The world was stunned when House of Representatives member, Gabrielle Giffords, was shot in the head while meeting constituents in January 2011. The democrat from Arizona was critically injured but never gave up. She has had to learn to walk and talk all over again and, while speaking was initially very difficult, she has regained an amazing talent – the ability to sing.Music

The former congresswoman posted a video on Facebook that went viral because it showed her singing gleefully along to “Maybe,” a song from the hit Broadway show, Annie. The song choice was particularly meaningful since the 44-year-old shared a photo of herself in the title role of Annie in community theater as a child.

Giffords shared the video wanted to show other brain injury patients how much they can accomplish with the help of music. During her recovery, Giffords saw a music therapist (with whom she sings in the video) at the TIRR Memorial Hermann Rehabilitation and Research Hospital in Houston.

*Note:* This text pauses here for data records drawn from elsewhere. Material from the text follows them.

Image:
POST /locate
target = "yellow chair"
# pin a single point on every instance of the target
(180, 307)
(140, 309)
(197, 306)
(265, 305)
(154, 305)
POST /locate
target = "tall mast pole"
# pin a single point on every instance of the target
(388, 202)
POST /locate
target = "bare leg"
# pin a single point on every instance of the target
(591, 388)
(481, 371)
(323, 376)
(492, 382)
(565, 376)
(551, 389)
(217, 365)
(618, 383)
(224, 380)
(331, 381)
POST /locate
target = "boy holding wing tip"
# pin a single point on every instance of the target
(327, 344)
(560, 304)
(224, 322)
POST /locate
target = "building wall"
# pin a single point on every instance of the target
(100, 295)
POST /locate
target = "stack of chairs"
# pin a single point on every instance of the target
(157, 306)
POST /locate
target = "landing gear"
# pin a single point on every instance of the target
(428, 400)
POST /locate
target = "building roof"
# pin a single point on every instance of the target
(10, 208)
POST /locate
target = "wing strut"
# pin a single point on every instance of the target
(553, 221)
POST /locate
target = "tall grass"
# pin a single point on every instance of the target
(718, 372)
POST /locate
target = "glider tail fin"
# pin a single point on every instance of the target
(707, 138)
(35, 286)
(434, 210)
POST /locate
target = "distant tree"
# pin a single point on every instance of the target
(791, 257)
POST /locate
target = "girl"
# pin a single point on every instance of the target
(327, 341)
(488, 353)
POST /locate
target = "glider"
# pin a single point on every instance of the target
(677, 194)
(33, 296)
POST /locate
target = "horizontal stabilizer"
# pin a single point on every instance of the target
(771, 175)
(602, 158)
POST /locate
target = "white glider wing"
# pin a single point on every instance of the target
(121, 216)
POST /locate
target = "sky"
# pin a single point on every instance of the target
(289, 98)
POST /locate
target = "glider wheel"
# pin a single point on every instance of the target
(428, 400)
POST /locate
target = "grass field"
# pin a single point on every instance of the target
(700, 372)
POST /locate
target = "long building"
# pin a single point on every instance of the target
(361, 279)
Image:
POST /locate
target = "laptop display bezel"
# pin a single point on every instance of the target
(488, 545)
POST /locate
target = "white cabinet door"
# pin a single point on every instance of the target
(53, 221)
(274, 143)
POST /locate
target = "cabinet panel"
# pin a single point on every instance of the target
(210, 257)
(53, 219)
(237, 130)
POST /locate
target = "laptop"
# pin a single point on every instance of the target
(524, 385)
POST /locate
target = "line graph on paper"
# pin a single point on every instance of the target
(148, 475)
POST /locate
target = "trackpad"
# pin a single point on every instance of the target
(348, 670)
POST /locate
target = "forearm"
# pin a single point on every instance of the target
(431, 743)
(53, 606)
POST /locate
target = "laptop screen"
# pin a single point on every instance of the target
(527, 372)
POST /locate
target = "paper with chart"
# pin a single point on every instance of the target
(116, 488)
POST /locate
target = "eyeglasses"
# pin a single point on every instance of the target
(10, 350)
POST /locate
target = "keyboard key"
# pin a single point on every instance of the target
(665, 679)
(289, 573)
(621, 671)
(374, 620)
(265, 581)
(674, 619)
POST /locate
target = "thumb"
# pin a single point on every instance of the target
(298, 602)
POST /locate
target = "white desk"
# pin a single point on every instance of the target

She told People magazine: “I shared the video because I wanted other people who have experienced brain injuries or setbacks to know that while your recovery can be difficult and the rehab can be painstaking, you can get better.”

The inspiring woman’s struggle was particularly difficult because she was injured on the left side of the brain in an area responsible for speech production. She explained: “Music has always been really important to me. While my speech is getting better every day, throughout my recovery, I have been able to sing to some extent. Music therapy was so important in the early stages of my recovery because it can help retrain different parts of your brain to form language centers in areas where they weren’t before you were injured.”

She’s right. More and more research provides further evidence suggesting the effectiveness of music therapy in the recovery of patients with brain injuries. At the very least, as Dr. Bradt of the Arts and Quality of Life Research Center at Temple University, states, it’s an option that is “definitely worth offering to patients to see if it works for them.”

Determined to regain all areas of her life, Giffords has set another goal – to relearn Spanish. Nearly fluent in the language before the assault, she admits that it has “been slower to come back” but that she’s “working hard on it.”

If her cognitive and speech improvements aren’t impressive enough, she’s also made huge progress with her coordination, balance and overall physical recovery. Just this past November, she and her husband, retired astronaut Mark Kelly, were able to complete the 11-mile El Tour de Tucson bike ride. Of the achievement, Giffords said: “I’ve worked really hard to get there. It’s an exciting step.”

I don’t know about you but I am feeling inspired to push my limits and improve my mental and physical health. Gabrielle Giffords is the definition of a survivor.